= Sven Gösta Nilsson =

Swedish physicist

Sven Gösta Nilsson (January 14, 1927, Kristianstad – April 24, 1979, Lund) was a Swedish theoretical physicist at the Lund Institute of Technology.

Nilsson's father was a preacher. As an undergraduate engineering student, he spent a year at Occidental College in California. He obtained a Master of Science in engineering physics at the Royal Institute of Technology in Stockholm. Influenced by Tommy Lauritsen and Torsten Gustafson, Nilsson decided to switch paths from engineering to physics, and in 1950 he was admitted to postgraduate studies in Lund with Gustafson as his supervisor.

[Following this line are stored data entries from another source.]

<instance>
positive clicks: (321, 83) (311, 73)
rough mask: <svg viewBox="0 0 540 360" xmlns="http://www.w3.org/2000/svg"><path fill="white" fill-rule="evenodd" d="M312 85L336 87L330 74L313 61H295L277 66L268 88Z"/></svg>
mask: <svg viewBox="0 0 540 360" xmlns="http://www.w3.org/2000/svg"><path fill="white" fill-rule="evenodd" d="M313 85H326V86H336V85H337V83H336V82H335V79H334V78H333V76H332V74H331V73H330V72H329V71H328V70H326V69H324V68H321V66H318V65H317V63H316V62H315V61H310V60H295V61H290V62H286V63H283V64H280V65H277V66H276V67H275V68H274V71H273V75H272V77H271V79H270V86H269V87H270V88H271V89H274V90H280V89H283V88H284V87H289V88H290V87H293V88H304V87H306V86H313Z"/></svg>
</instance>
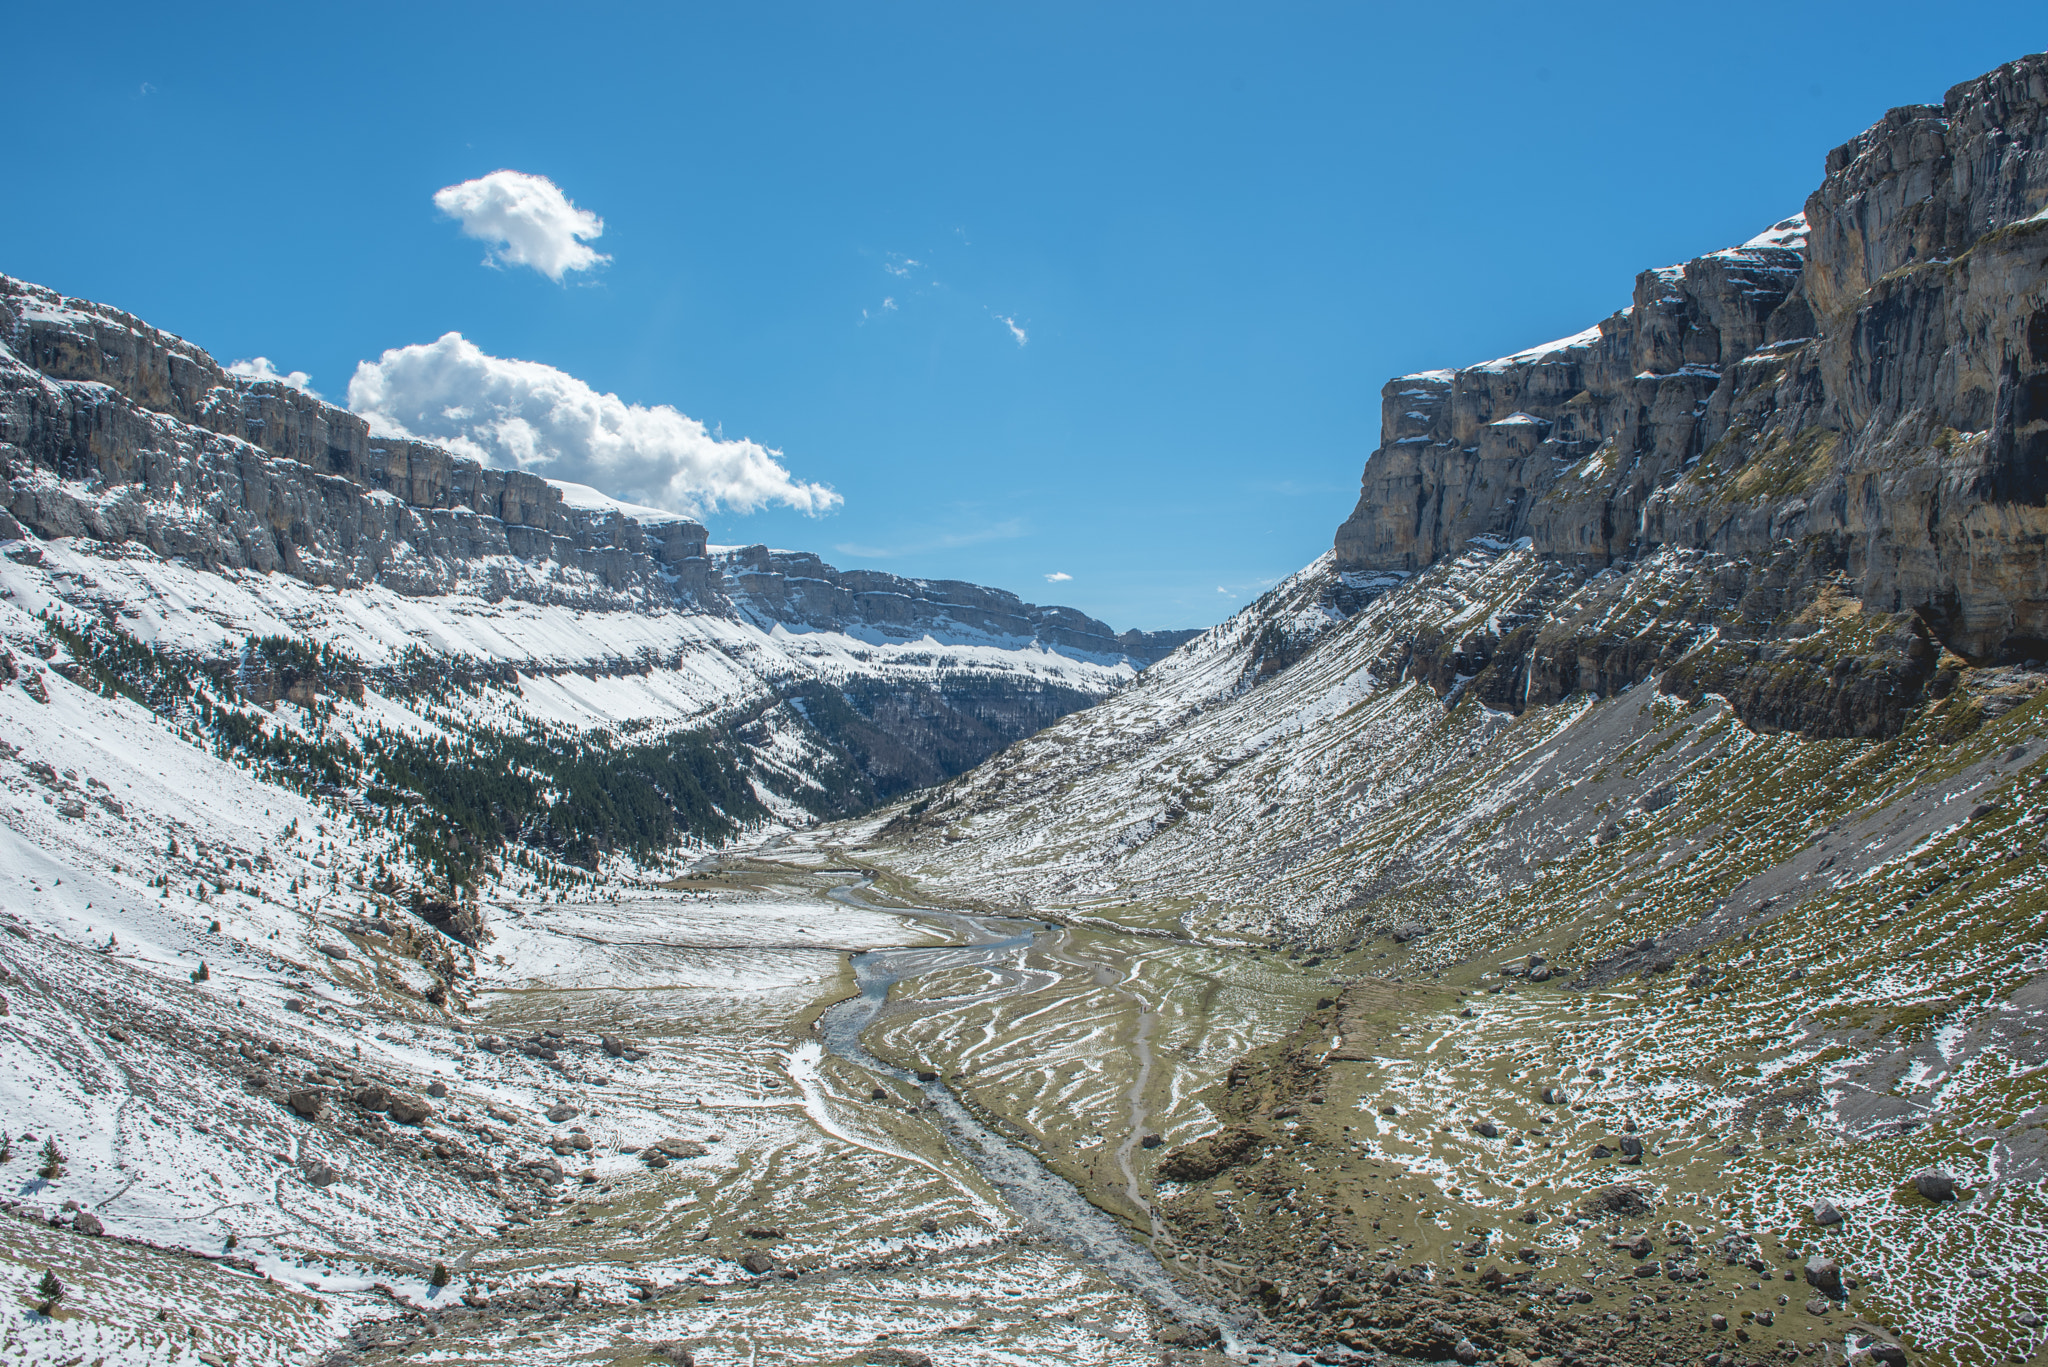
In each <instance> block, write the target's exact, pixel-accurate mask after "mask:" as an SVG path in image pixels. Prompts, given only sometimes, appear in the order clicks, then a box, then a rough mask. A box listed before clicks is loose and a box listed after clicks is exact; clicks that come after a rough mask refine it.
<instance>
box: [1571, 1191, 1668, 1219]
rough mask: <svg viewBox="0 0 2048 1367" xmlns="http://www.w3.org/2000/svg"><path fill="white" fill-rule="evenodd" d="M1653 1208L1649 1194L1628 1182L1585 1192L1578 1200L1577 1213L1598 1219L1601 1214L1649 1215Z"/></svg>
mask: <svg viewBox="0 0 2048 1367" xmlns="http://www.w3.org/2000/svg"><path fill="white" fill-rule="evenodd" d="M1653 1209H1655V1205H1653V1203H1651V1195H1649V1193H1647V1191H1642V1189H1640V1187H1630V1185H1628V1183H1616V1185H1612V1187H1599V1189H1597V1191H1589V1193H1585V1199H1583V1201H1579V1213H1581V1215H1585V1217H1587V1219H1599V1217H1602V1215H1649V1213H1651V1211H1653Z"/></svg>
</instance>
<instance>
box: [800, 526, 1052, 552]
mask: <svg viewBox="0 0 2048 1367" xmlns="http://www.w3.org/2000/svg"><path fill="white" fill-rule="evenodd" d="M1024 531H1026V527H1024V519H1020V516H1012V519H1004V521H1001V523H991V525H987V527H977V529H975V531H950V533H946V535H942V537H930V539H926V541H903V543H899V545H868V543H862V541H842V543H838V545H836V547H831V549H836V551H838V553H840V555H852V557H856V560H901V557H903V555H922V553H924V551H952V549H958V547H963V545H981V543H983V541H1012V539H1016V537H1022V535H1024Z"/></svg>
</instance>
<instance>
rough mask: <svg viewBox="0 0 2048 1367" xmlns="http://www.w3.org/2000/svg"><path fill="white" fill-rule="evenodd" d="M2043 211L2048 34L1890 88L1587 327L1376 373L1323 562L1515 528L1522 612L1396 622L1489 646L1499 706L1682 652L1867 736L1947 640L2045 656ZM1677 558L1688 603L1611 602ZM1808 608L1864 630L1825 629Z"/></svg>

After early work with Lauritsen on excited states in ^{6}Li, Nilsson became interested in evidence that heavy nuclei could be deformed into ellipsoidal rather than spherical shapes. Rotational bands had been discovered in 1953, an observation that was incompatible with a spherically symmetric shape.

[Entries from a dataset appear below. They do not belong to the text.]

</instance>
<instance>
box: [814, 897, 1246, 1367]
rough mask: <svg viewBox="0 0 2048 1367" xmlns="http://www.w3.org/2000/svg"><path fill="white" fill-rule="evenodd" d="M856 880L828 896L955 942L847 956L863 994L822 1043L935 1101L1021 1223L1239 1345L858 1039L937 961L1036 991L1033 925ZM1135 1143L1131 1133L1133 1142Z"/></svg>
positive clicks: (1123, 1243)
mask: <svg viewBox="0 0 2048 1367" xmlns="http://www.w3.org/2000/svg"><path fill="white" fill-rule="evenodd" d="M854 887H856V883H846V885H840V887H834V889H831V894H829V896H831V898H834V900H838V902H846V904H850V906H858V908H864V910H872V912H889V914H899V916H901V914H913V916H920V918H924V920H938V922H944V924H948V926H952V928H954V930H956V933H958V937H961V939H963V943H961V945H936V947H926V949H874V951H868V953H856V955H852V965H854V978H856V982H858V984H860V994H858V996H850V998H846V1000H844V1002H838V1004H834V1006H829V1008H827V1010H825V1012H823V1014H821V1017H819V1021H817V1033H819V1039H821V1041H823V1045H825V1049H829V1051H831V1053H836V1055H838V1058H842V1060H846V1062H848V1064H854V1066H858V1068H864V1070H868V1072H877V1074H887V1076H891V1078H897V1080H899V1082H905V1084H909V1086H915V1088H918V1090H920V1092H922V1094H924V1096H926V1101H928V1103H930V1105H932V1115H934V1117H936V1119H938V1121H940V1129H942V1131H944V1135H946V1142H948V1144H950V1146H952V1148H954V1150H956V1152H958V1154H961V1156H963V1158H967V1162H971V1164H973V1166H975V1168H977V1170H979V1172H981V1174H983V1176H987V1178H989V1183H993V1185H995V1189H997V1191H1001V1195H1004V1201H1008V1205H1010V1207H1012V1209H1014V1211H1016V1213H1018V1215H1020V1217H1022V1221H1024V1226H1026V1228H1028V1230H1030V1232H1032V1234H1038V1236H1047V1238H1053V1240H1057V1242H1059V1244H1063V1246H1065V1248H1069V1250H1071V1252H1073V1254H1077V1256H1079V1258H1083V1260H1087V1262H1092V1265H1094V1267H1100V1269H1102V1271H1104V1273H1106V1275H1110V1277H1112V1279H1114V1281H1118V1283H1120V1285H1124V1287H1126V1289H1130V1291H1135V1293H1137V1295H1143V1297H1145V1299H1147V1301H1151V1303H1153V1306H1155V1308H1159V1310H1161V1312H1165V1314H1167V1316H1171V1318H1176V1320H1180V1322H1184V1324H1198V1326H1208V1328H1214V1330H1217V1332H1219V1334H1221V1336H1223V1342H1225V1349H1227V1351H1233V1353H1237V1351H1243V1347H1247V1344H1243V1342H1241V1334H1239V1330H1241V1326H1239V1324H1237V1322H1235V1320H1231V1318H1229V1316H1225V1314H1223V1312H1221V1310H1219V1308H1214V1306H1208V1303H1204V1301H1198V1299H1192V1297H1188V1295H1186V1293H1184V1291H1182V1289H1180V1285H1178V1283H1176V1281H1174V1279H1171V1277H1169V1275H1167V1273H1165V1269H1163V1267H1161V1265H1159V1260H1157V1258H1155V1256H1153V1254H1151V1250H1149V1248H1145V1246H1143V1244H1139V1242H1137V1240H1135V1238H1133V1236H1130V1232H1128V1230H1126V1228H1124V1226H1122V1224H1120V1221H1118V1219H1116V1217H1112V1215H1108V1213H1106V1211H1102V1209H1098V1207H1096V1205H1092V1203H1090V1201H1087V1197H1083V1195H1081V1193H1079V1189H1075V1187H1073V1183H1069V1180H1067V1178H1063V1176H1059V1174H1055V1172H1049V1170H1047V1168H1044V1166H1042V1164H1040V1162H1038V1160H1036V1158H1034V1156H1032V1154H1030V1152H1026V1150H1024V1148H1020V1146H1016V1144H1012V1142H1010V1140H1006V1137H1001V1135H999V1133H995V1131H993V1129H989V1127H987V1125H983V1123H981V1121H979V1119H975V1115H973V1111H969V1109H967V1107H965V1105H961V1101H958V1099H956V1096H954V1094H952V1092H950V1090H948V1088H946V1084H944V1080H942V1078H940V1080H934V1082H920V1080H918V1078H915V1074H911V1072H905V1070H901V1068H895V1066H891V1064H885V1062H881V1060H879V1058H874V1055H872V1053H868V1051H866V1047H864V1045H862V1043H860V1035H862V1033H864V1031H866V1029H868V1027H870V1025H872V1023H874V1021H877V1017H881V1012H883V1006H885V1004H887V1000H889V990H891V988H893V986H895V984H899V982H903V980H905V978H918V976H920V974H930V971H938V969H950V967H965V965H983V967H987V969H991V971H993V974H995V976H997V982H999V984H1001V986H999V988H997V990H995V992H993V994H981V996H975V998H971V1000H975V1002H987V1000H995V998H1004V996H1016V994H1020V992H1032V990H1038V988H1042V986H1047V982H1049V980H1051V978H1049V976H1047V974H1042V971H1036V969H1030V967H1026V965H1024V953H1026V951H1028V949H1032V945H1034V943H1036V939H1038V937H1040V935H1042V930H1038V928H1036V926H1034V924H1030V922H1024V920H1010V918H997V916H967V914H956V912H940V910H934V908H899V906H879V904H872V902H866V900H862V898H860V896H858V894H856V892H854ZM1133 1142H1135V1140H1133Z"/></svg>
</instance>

Nilsson set out to produce a model for the structure of deformed nuclei, building on work by Maria Goeppert-Mayer that had been published in 1950, as well as work by Aage Bohr and Ben Mottelson at the Institute for Theoretical Physics (later the Niels Bohr Institute). His research, in collaboration with Bohr and Mottelson, led to the so-called Nilsson model and a 1955 doctoral thesis, "On some properties of nuclear states." Nilsson's main innovations were the introduction of a method for modeling the flat-bottomed shape of the nuclear potential, as well as formulating a model that made calculations practical, and exploiting the digital computing technology of the day.

Nilsson and Mottelson embarked on a comprehensive program of comparing nuclear properties with the predictions of the deformed shell model. The Nilsson model was successful in explaining the spins and magnetic moments of nuclei far from closed shells, problems which would have been intractable with the spherical shell model. In many cases, a disagreement between theory and experiment led to the discovery that the experimental results had been mistaken.

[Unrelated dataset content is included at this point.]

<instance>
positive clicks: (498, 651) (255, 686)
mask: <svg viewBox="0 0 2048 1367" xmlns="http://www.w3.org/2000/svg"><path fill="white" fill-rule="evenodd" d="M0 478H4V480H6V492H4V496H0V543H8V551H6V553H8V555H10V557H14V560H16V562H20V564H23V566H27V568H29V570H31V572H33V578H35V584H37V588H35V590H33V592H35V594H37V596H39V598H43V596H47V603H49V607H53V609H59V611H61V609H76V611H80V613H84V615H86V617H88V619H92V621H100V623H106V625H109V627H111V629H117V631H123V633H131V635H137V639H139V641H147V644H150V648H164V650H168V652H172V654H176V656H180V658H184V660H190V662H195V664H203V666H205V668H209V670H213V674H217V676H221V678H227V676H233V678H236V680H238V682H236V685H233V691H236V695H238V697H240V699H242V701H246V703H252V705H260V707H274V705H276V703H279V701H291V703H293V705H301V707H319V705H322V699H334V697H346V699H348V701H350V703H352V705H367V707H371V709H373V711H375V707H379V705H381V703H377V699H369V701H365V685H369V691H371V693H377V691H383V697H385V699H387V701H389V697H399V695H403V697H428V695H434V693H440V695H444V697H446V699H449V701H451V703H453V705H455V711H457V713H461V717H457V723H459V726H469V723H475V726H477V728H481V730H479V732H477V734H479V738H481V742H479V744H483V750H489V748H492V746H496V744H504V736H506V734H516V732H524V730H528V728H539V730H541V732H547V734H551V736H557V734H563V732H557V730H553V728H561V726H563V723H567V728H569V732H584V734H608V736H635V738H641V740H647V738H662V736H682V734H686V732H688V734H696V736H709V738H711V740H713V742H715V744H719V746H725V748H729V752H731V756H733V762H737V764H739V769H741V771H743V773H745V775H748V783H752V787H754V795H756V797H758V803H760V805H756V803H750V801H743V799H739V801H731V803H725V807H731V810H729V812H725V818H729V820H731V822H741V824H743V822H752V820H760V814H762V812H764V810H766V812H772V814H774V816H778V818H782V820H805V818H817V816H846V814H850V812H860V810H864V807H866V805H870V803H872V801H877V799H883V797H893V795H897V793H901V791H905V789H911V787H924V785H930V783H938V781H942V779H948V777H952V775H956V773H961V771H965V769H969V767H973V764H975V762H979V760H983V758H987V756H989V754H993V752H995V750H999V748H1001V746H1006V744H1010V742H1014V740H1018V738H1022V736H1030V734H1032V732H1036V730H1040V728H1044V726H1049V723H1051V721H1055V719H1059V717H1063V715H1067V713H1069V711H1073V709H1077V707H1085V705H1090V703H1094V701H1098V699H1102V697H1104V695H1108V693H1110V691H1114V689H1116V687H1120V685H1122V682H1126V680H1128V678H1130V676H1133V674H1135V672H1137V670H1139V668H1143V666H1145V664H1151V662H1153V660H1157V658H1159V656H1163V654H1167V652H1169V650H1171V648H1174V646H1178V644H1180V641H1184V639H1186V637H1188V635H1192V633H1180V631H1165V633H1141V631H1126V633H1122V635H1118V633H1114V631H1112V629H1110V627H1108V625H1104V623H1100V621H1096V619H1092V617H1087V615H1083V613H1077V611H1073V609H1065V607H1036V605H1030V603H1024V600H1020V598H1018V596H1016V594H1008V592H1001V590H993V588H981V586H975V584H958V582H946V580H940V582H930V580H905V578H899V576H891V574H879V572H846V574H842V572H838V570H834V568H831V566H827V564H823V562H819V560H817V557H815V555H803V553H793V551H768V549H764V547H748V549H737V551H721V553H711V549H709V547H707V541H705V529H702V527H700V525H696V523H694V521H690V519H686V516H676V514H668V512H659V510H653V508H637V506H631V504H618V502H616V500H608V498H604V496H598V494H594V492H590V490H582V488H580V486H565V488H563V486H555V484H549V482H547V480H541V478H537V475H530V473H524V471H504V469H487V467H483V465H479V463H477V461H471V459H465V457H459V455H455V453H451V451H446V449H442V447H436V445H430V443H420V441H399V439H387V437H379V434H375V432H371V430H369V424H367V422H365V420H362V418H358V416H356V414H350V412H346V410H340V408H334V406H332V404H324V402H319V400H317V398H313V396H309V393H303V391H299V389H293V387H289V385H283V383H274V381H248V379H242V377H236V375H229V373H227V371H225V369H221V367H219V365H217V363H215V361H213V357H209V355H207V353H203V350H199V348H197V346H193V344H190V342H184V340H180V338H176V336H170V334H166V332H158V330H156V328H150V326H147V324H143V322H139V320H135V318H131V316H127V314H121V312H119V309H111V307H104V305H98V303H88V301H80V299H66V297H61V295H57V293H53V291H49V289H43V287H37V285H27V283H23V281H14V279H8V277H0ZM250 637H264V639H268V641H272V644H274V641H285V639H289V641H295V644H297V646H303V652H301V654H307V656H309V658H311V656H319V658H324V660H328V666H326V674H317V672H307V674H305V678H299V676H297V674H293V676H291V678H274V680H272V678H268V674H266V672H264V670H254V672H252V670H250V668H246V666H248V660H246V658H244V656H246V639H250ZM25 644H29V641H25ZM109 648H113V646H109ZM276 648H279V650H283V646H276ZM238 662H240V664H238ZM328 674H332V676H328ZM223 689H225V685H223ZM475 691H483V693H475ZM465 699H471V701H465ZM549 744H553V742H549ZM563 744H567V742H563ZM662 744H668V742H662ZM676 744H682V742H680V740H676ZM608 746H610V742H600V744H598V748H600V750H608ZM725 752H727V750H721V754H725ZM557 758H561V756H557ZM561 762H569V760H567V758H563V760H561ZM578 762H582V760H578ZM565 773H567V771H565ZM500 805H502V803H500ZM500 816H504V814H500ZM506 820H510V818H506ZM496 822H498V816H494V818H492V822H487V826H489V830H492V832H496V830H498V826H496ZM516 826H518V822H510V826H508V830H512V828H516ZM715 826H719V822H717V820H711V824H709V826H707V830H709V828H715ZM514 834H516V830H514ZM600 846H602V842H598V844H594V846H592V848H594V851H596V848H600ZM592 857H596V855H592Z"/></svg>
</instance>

Sven Gösta Nilsson was involved in the work of CERN's Theoretical Study Division when the group was located in Copenhagen. More than twenty years later, then in Geneva, he spent a sabbatical period at CERN. Starting in 1963, he was a professor of mathematical physics at the two-year-old Lund University of Technology, helping to build its research programs. In 1974 he was elected to membership in the Royal Swedish Academy of Sciences. He was an active environmentalist and frequent author of newspaper articles. Nilsson is buried at Norra kyrkogården in Lund.